Mentors and Coaches:
How to Find a Great Mentor
A career coach or mentor is a person who can guide you with
the benefit of their experience. He or she may be someone
more senior from within your organisation or someone external
to your organisation who has been successful in the field
or skills you want to develop. The right mentor can help you
accelerate career, boost your self-development and improve
your working relationships. And remember that a mentor is
not only helpful in your career the benefits of having a mentor
are relevant to all areas of your life -- whether fitness,
financial or lifestyle.
Decide what area you want help with. Examine your life
and determine whether you want help with your career, your
health or your relationships. When you know the area or areas
you want to focus on you can begin searching for a suitable
Who are the top performers? Whichever area of your
life you decide to seek a mentor for, find out who the experts
are, who does it better than anyone else?
Where's the hang out? Next, find out where your role
models hang out -- check out networking events and groups,
industry events and conferences -- make note of anyone who
stands out and has the "presence" you are looking for.
Look into programs. Many organisations now have internal
mentoring programs that you can become a part of. If you work
for yourself you can investigate Government programs that
offer mentoring programs.
Select your mentor. When you identify the person you
believe would be a suitable mentor, spend some time watching
them in action. Ask around to find out what other people's
opinions of your chosen mentor are and find out all you can
about their achievements, beliefs, values and way of operating.
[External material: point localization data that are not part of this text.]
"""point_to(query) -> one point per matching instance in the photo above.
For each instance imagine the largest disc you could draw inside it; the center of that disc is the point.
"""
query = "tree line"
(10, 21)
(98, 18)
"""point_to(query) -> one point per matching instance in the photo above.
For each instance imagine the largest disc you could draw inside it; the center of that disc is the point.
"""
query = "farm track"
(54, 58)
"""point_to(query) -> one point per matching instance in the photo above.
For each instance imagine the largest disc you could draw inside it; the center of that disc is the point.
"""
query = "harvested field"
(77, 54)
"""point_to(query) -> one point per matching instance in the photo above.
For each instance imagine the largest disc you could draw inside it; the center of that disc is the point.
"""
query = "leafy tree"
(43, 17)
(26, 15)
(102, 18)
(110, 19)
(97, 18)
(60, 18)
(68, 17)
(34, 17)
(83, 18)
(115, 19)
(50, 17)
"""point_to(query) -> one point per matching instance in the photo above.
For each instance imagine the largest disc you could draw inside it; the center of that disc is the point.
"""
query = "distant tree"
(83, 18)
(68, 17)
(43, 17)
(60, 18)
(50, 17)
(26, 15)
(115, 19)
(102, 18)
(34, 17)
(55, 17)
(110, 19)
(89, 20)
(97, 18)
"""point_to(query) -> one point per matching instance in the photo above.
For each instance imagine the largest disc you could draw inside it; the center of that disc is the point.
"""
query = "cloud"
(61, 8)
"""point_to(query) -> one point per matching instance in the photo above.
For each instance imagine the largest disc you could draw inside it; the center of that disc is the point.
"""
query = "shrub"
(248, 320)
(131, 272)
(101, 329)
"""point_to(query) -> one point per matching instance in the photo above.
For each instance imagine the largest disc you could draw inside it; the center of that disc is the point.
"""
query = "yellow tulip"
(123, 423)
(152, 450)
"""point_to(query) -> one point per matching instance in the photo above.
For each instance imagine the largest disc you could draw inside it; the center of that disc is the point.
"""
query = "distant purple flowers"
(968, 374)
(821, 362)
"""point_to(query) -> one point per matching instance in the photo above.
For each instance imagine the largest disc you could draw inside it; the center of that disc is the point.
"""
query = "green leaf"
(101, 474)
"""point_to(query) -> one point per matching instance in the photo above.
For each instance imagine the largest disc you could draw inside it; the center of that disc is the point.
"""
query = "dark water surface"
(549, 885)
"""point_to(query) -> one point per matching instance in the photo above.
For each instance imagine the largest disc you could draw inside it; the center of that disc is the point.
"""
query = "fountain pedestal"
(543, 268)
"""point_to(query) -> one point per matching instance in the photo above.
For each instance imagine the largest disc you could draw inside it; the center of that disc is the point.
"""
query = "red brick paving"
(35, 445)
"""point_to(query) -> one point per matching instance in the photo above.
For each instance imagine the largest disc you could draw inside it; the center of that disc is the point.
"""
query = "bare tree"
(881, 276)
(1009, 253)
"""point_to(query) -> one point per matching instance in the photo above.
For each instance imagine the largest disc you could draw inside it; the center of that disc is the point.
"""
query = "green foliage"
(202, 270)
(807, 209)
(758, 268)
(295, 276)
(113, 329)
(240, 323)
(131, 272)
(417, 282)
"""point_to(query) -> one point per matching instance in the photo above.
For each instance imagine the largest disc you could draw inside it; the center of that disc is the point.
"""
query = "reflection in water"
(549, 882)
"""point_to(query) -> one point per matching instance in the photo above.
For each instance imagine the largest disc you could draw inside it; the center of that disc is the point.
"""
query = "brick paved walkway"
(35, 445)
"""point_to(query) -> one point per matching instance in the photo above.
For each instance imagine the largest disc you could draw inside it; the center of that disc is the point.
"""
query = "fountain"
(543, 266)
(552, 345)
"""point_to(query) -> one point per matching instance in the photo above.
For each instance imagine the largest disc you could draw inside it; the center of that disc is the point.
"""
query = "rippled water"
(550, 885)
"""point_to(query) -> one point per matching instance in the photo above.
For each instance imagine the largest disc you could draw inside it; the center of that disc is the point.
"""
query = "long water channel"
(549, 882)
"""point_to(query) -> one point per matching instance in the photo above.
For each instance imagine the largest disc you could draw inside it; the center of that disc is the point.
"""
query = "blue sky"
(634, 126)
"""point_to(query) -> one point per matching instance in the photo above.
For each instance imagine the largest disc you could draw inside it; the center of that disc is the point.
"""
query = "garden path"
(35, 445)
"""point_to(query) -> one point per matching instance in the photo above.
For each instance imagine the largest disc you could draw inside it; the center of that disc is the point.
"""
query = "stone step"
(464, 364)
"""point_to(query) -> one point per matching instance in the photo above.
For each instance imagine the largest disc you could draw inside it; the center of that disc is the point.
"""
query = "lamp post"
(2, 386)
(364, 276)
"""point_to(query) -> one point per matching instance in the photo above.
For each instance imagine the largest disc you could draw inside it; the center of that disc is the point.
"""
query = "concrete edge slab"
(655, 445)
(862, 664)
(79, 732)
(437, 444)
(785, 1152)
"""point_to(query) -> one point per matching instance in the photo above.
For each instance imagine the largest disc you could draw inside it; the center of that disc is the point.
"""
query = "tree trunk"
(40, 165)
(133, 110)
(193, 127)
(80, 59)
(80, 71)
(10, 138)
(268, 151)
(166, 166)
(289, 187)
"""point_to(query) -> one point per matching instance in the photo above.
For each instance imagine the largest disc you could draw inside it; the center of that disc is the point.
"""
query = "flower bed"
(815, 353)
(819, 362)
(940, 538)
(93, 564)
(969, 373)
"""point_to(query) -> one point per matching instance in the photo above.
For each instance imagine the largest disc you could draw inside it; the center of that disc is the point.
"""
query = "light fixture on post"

This will give you insight into them before you approach them
about mentoring you.
Approach your mentor. Phone your prospective mentor
and ask to make an appointment to see them. Tell him or her
why you want to meet and schedule a time. It is important
that your interactions are professional and show respect for
your prospective mentor's time. This demonstrates that you
are committed to doing the right thing.
Have an agenda. When you do meet, have an outline of
what you would like to discuss. Your agenda should include
why you want them to mentor you, for how long and what you
hope to gain during that time. If they do agree to mentor
you, you can then work out how you can support them too --
this should be a two-way process.
Make an agreement. If you both decide to proceed, set
up an agreement with guidelines about how your relationship
will work and what you both expect from each other.